Arsenal ileri uç oyuncusu sıkıntısı içinde bu sefer Sanogo’yla başladı. Alexis’in golüyle rahat kaznaacakları düşünülen maçta 1-1’e yakalandıktan sonra gelen fırsatları Sanogo harcadı. Forvet sıkıntısından dolayı 2 puan bıraktılar diyebiliriz. Wellbeck transferi bence iyi bir transfer. Arsene Wenger’in de istediği oyunun içinde sürekli olan bir ileri uç oyuncusu olarak görünüyor.

19 Ağustos 2014 Salı

EPL Day #1

Dün Chelsea’nin 3-1 kazandığı maç sonrası EPL’de ilk hafta maçları tamamlandı. İlk haftaya dair notlar:
1)      Şampiyonluğun en büyük 2 favorisi olarak görülen Chelsea ve City ilk hafta maçlarını en rahat kazanan takımlar oldular
2)      Zor kazanan Arsenal ve Liverpool, futbol olarak beklentileri karşılamadılar.
3)      Arsenal Ramsey’nin taşıdığı bir takım olmaya devam ediyor.
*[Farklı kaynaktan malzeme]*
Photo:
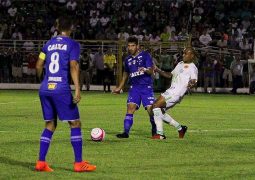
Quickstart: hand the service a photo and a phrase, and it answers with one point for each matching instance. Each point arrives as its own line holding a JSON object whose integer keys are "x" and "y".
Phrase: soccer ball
{"x": 97, "y": 134}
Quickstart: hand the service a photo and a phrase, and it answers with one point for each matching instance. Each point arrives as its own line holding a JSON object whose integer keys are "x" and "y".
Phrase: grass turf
{"x": 219, "y": 143}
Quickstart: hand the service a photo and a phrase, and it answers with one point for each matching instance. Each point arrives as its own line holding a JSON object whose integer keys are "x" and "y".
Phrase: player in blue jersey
{"x": 60, "y": 57}
{"x": 139, "y": 70}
Arsenal’den Barcelona’ya gidecek sıradaki futbolcu o olabilir.
4)      Sturridge, Suarez’in yokluğunda daha güçlüyüz dedi ama, doğru olduğuna inanmka güç. Bir kere Suarez yokken kendisi güçlü değil.
5)      Manu, beklentilerin aksine kötü başladı. Transfer dönemi bitene kadar en az 2 oyuncu alacaklarını garantiledi bu skor. İstikrar abidesi Manu, 1 maç sonucuna bağlı olarak transfere odaklanıyor.
6)      City akışkan futboluna devam edeceğini gösterdi. Ama defansları hücumları kadar iyi değil hala. Mangala’nın takıma girmesini beklemek gerekecek.
7)      Tottenham çok beklenti olmadan girilen sezonda, çok zor bir deplasmandan 45 dk 1 kişi eksik oynamasına rağmen, son dakika golüyle galip geldi. Manu’dan daha iyi gözüktüler. Bu haftaki performansları ilk 4 için ufak da olsa bir umut olabilir.
8)      S’oton da Tottenham gibi şaşırttı. Schneiderlin’in transfer isteğini geri çekip çok iyi bir oyun oynadığı maçta, yeni transfer Tadic de iyi sinyaller verdi. Lallana’nın yerini doldurabilir
9)      Newcastle’da sonradan oyuna giren Ayoze ve Aarons bu sezon etkileyebilecek genç yetenekler olarak göründü.
10)   3 çok iyi asist var. Tadic, Dzeko ve Fabregas.